Previously in the late 1990s, P&G and Walmart had been launch members of the Association of National Advertisers' Alliance for Family Entertainment. The alliance pushed to get family-friendly programs like the WB's Gilmore Girls on air as they found that families with children under the age of 18 as the biggest "underserved potential viewing audience" with only short of a quarter of this group were satisfied with existing family-entertainment.

== History ==
Walmart decided on its Family Moments campaign which pushes additional whole family entertainment choices in-store, online and via TV. By early 2010, P&G and Walmart agreed to a joint marketing program in which they would have a series of commercial made-for-TV movies produced by P&G Productions to market their products. NBC was brought on board as the series' network. There were originally to be three or four films. P&G Productions supposedly budget $4.5 million to make the TV film.
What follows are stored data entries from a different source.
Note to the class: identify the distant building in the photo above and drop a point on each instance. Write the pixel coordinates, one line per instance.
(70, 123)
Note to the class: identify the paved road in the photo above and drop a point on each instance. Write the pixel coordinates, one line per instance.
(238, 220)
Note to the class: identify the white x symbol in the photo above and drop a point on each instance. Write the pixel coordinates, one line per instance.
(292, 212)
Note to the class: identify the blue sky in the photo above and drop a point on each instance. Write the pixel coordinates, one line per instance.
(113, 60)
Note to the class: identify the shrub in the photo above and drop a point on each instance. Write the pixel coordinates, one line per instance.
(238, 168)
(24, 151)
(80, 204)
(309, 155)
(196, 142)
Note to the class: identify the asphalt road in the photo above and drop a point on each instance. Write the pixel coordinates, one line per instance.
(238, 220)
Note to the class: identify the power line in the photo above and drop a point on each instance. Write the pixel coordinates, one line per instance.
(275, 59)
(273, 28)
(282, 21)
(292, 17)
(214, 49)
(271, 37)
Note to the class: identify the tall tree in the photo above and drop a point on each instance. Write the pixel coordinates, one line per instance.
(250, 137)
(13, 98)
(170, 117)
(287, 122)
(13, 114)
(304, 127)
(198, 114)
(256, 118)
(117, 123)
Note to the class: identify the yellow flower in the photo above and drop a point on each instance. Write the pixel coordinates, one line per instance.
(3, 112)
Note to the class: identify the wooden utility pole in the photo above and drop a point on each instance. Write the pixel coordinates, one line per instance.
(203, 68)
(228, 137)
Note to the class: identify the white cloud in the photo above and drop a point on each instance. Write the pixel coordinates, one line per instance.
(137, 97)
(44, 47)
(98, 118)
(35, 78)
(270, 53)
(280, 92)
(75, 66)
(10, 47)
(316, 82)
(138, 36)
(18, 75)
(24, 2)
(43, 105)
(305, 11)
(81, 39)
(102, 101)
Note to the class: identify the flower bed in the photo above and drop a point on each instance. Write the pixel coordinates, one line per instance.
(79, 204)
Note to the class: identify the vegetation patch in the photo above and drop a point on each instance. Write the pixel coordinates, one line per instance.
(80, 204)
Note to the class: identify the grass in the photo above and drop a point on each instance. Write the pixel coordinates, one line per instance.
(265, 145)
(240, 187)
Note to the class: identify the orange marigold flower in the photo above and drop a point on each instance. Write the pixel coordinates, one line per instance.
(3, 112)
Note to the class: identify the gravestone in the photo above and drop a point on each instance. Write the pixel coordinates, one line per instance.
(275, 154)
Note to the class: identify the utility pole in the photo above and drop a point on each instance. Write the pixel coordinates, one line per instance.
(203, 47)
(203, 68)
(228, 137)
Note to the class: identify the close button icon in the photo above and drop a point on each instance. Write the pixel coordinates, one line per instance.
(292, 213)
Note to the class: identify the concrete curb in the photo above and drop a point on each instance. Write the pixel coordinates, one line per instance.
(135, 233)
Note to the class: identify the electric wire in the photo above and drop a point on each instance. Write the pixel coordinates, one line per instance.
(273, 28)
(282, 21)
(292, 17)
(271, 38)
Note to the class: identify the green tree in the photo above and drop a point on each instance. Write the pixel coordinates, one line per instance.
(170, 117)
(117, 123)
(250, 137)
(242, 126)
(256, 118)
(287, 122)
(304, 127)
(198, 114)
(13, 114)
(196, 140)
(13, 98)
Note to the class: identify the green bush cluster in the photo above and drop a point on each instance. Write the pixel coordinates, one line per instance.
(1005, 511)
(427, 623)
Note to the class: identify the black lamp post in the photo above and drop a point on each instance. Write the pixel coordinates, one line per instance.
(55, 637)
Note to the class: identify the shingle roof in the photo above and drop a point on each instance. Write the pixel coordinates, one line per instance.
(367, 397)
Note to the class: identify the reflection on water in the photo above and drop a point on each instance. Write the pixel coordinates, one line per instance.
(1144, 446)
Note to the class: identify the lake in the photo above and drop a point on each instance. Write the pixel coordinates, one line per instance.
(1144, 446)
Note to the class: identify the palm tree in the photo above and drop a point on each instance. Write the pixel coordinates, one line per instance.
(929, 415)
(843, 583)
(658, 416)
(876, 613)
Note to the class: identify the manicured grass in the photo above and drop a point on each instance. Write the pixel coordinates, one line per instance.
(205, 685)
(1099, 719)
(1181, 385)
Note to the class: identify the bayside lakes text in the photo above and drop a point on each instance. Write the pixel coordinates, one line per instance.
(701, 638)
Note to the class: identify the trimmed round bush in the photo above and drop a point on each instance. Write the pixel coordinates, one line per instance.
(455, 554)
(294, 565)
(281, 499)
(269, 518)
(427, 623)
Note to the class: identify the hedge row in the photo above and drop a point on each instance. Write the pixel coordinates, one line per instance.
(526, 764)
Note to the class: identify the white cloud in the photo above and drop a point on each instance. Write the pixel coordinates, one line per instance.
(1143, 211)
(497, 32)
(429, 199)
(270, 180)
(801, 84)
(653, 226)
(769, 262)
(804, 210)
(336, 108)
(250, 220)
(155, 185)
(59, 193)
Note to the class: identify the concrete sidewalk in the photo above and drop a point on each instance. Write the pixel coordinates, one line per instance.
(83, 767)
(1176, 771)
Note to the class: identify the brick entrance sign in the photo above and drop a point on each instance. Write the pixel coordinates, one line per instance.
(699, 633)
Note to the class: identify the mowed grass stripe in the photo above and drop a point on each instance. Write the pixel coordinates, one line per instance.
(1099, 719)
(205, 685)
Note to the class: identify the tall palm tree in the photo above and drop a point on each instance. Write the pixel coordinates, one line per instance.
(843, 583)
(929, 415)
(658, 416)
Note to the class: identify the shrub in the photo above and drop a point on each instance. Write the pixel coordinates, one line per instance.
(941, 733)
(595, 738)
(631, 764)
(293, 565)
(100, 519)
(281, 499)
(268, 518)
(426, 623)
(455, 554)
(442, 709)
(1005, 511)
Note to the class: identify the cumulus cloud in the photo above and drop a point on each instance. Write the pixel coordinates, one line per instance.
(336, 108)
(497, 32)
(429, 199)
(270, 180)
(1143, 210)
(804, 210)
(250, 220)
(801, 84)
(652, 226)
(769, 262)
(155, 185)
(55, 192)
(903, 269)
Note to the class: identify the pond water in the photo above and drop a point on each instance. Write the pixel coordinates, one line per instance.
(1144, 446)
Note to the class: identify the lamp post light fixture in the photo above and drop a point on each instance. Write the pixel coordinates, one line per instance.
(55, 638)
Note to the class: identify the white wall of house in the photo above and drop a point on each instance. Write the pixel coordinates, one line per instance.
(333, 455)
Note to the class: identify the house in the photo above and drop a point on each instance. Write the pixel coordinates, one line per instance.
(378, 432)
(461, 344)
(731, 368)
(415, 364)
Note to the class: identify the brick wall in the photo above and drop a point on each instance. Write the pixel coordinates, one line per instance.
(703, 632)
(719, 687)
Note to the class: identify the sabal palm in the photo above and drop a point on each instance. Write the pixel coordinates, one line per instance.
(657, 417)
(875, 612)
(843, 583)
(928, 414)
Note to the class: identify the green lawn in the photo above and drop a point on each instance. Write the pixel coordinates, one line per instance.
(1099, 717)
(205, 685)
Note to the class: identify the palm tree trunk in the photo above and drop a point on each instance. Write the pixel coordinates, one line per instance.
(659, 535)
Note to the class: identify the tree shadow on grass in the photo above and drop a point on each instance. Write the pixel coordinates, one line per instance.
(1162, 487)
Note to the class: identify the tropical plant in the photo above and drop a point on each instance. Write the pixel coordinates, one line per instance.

With the first three doing respectable numbers, including Secrets of the Mountain winning its night, the Family Night Partners decided in December 2010 to continue the series by purchasing time on Fox instead. None of the three films spawned a series. At that time, Dear Annie was casting.

P&G Chairman and Chief Executive Bob McDonald, a supporter of the Family Movie Night, indicated that he felt that Wal-mart was not executing its part as well as they should by advertising more P&G products in circulars or store displays. After airing 5 pilot-films, P&G and Wal-Mart announced that they would continue airing four more new films for the remainder of the year 2011.

== Films ==

| Film | Network | Debut | million viewers |
| Secrets of the Mountain | NBC | April 16, 2010 | 7.8 |
| The Jensen Project | July 16, 2010 | 3.9 |
| A Walk in My Shoes | December 3, 2010 | 4.5 |
| Change of Plans | Fox | January 8, 2011 | 3.1 |
| Truth Be Told | April 16, 2011 | 2.3 |
| Field of Vision | NBC | June 11, 2011 | 2.8 |
| Who Is Simon Miller? | August 6, 2011 | 3.3 |
| Game Time: Tackling the Past | September 3, 2011 | 2.2 |
| Game of Your Life | December 2, 2011 | 2.1 |

- Truth Be Told (Fox, Saturday ) was headlined by Candace Cameron Bure, David James Elliott and had a musical performance by Danny Gokey of American Idol fame and NFL star Kurt Warner cameo.
- Field of Vision, originally Magic Eye, starred Tony Oller as Tyler McFarland, the captain of the high school football team. Expect to win for his school, Tyler must decide whether or not to tell on two teammates to the coach about their bullying Cory, a new school kid. With Tyler's little sister finding a camera with magical properties related to Cory's past. The films' script is by Wesley Bishop and directed by Gregg Champion with David A. Rosemont, Brian Wells and Jeff Grant as exec producers. Alex is played by Chris Tavarez.

=== Unaired ===
- Dear Annie was casting as of December 2010 and to have started production in January 2011 in New Mexico. The film was to be about a relationship counselor and her old friend, a recent widower, who fakes being married to "curry favors from a media mogul."